Il ricercatore universitario è in carcere dal 2016 e aveva lavorato all'Upo

Ahmad Djalali rischia l’impiccagione per rappresaglia. A farlo sapere è Amnesty International dopo che un tribunale svedese aveva confermato in appello la condanna all’ergastolo dell’ex dirigente delle prigioni Hamid Nouri per il ruolo avuto nel massacro delle carceri del 1988.

Il 20 dicembre, un giorno dopo la sentenza svedese, gli organi d’informazione statali iraniani hanno diffuso un video di propaganda contenente la “confessione” forzata di Djalali – il ricercatore universitario che aveva lavorato a Novara all’Università del Piemonte Orientale – nella quale egli dichiara di essere una spia israeliana. Djalali ha sempre negato queste accuse, sostenendo di essere stato costretto a “confessare” sotto tortura.

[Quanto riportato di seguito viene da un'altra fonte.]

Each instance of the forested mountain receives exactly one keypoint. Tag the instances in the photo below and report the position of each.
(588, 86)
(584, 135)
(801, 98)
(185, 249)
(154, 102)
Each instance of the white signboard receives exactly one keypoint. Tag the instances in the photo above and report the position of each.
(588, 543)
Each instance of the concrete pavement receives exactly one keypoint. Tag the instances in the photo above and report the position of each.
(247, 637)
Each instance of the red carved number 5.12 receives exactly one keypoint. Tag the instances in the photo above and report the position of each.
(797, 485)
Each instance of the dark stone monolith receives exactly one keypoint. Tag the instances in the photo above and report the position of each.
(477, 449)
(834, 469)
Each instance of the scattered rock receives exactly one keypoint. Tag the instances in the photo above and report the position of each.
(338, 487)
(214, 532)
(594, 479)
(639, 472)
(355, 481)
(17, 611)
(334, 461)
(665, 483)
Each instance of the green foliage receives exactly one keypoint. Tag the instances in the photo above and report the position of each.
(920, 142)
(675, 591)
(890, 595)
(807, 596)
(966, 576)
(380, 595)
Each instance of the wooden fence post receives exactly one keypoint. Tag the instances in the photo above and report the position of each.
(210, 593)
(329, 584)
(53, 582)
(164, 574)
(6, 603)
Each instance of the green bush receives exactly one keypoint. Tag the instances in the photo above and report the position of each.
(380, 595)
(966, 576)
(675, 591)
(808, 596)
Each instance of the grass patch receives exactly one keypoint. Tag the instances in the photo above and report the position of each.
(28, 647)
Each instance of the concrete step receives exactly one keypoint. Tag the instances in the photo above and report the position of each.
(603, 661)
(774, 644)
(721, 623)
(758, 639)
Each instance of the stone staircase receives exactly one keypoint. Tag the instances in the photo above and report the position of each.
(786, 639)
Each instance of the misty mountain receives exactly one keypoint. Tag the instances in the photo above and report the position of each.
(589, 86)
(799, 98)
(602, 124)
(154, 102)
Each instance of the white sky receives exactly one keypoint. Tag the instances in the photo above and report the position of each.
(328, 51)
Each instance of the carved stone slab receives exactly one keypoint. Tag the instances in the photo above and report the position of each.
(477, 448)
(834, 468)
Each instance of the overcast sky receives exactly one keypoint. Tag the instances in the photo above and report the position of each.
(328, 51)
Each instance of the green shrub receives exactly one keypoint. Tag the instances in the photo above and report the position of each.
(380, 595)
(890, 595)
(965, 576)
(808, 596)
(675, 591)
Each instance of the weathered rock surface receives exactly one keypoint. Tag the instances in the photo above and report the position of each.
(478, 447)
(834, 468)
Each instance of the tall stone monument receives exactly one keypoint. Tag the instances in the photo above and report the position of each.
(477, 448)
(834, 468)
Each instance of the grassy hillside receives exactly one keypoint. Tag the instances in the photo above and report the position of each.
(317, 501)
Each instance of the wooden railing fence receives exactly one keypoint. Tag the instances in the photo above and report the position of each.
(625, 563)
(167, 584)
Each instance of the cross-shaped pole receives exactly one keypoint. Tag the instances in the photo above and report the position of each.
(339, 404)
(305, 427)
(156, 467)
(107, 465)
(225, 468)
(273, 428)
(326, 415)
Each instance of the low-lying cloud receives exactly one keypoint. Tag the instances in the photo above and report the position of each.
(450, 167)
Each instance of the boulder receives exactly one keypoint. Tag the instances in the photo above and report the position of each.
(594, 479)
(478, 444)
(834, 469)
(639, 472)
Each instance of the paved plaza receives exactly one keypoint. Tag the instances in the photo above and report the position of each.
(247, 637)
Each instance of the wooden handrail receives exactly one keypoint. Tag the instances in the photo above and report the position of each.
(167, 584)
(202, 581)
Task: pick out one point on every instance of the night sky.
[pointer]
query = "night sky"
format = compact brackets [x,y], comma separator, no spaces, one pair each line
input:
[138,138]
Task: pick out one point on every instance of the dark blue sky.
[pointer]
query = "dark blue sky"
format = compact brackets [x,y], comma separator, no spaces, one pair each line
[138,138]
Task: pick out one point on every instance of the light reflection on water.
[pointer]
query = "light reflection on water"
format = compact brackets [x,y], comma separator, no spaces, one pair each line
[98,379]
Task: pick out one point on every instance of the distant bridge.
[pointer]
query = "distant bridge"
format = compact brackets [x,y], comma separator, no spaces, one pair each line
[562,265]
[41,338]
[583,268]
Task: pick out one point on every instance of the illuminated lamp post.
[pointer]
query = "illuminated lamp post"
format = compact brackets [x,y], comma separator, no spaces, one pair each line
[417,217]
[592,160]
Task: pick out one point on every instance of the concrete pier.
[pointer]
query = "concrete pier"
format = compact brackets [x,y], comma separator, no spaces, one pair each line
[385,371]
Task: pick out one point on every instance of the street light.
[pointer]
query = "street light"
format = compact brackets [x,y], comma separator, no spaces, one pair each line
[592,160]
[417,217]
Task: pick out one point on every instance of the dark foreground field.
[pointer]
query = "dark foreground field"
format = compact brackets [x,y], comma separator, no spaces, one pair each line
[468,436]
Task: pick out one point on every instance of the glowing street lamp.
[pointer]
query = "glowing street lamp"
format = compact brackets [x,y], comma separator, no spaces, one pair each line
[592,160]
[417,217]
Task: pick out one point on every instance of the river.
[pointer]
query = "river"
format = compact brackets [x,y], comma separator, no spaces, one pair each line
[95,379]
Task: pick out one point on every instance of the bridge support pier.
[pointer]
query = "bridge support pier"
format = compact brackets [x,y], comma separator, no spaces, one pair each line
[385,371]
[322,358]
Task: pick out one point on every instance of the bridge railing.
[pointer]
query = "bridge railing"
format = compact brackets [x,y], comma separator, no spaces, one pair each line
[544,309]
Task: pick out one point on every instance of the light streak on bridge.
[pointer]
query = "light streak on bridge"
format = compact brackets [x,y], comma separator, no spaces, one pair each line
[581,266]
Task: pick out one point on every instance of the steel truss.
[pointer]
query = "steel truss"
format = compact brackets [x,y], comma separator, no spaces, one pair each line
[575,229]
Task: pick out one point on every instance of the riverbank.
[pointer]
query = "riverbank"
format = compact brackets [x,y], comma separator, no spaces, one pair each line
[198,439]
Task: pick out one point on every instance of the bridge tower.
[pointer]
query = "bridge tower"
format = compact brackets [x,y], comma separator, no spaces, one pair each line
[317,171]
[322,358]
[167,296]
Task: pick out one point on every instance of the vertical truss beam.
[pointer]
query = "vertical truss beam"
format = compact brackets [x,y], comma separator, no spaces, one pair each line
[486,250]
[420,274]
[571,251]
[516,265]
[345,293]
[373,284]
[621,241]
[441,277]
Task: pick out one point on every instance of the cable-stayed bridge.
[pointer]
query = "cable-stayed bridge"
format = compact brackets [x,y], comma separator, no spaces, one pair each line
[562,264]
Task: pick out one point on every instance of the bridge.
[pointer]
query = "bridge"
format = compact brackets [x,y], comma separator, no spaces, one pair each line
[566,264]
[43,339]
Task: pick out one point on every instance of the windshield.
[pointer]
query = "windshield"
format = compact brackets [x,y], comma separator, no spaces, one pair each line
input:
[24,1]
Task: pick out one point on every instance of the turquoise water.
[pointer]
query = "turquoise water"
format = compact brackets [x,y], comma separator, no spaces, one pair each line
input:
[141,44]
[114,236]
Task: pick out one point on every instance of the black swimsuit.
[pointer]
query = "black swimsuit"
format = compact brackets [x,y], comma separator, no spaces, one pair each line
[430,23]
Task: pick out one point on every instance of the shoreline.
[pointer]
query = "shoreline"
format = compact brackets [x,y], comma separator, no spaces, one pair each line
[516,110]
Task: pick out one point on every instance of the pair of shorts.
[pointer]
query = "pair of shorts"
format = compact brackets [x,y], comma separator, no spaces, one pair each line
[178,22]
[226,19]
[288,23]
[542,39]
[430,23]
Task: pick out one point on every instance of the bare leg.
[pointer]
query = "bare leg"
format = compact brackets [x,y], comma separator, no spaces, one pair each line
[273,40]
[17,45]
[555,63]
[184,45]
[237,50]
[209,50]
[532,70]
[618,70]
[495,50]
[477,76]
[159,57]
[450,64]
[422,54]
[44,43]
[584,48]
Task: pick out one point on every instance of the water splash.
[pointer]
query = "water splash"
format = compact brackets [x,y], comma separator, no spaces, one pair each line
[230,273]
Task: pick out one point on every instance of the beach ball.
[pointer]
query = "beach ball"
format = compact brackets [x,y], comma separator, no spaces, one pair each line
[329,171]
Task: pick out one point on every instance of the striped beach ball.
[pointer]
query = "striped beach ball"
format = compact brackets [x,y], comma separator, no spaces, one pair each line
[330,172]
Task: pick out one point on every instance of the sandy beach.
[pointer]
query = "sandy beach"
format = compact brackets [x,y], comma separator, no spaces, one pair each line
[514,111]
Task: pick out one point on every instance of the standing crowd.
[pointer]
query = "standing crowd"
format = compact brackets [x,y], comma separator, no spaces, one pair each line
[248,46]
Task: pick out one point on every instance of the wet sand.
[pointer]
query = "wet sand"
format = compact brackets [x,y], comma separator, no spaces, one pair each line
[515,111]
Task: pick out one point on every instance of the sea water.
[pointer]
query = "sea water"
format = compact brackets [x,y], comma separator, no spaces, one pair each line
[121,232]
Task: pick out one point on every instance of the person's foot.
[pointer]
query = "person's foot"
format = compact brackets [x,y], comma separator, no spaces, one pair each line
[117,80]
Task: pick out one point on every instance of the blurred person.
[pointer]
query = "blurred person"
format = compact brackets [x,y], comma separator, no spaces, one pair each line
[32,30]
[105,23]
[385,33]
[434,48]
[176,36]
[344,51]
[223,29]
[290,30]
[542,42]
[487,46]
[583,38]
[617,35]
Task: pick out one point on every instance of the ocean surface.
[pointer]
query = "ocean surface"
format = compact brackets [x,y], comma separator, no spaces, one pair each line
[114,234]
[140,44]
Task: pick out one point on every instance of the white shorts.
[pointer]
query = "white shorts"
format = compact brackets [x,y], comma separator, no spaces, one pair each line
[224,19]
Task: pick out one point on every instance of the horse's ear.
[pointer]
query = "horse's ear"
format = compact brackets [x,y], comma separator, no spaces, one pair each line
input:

Secondo quanto riferito dai familiari di Djalali, il 22 dicembre un funzionario del potere giudiziario iraniano ha visitato il detenuto informandolo che il verdetto di colpevolezza e la condanna a morte erano stati “confermati” e che sarebbero stati “attuati presto”. Inoltre il funzionario ha affermato che la Svezia sta tenendo in carcere Hamid Nouri affinché l’Iran rimetta in libertà Djalali che invece è in carcere dal 2016, cioè da oltre due anni prima dell’arresto di Nouri. Queste dichiarazioni sono state riprese dagli organi d’informazione statali iraniani più volte negli ultimi giorni.

Djalali è stato condannato a morte nell’ottobre 2017 per il reato di “corruzione sulla terra”, al termine di un processo profondamente iniquo celebrato dalla sezione 15 del Tribunale rivoluzionario di Teheran.